Our results showed no significant weight loss, lipid, serum insulin, or glucose differences between the two diets.
The study was a decently formulated study but there were weaknesses:
Small study – only 4 subjects
No control group
Older obese females only
Very short duration (6 weeks)
Low fat didn’t get super-low (20% of calories from fat)
The Low Carb diet results in more weight loss but the study was too small to have statistical power
The good parts of the study were:
Matched total calories and protein – varying carbs and protein
Decent protein level (30% of calories)
Low carb was 5% of calories – good level
Randomized control trial
Cross-over design so the subjects ate both foods in random order
Starches and fruit were the carbohydrate choices (not jelly beans)

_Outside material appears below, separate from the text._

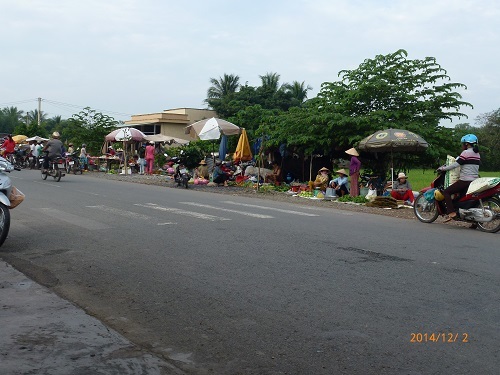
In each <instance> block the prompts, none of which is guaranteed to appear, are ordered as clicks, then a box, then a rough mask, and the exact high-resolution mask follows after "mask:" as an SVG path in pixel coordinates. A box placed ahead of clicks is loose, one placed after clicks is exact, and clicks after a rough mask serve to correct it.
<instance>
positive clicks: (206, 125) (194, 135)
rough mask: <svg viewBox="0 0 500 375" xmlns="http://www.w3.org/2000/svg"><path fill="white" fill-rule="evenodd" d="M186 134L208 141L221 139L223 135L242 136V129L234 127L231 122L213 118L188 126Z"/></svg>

Deficit was relatively small (200 calories below REE which is a fairly large amount below TDEE depending on activity level)
At the end of the study they gave the participants the choice to continue on for a year. They were given the choice of the two diets and three of the four participants chose the Low Carb diet. However, the Low Carb participants raised their carbohydrate amount from 5% to 23% over the rest of the study so their weight loss partially reversed. There were several distinct advantages for the Low Carb diet.
Lipids were dramatically reduced on both diets, with a trend for greater triglyceride reduction on the VLC diet. Glucose levels were also reduced on both diets, with a trend for insulin reduction on the VLC diet
This fits my own experiences with protein and Low Carb. I’ve seen people stall for a long time and then break the stall by increasing their protein (and dropping their fat). My conclusion is that the ketogenic diet advantage does come from the higher protein intake of the diet. The diet often causes people to increase their consumption of meat which a high quality food.
This study showed that varying the protein content of several entrées consumed ad libitum did not differentially influence energy intake or affect ratings of satiety over a day. When the appearance, taste, fat content, and energy density were controlled, simply adding meat to lunch and dinner entrées to increase the protein content within commonly consumed amounts was not an effective strategy to reduce daily energy intake.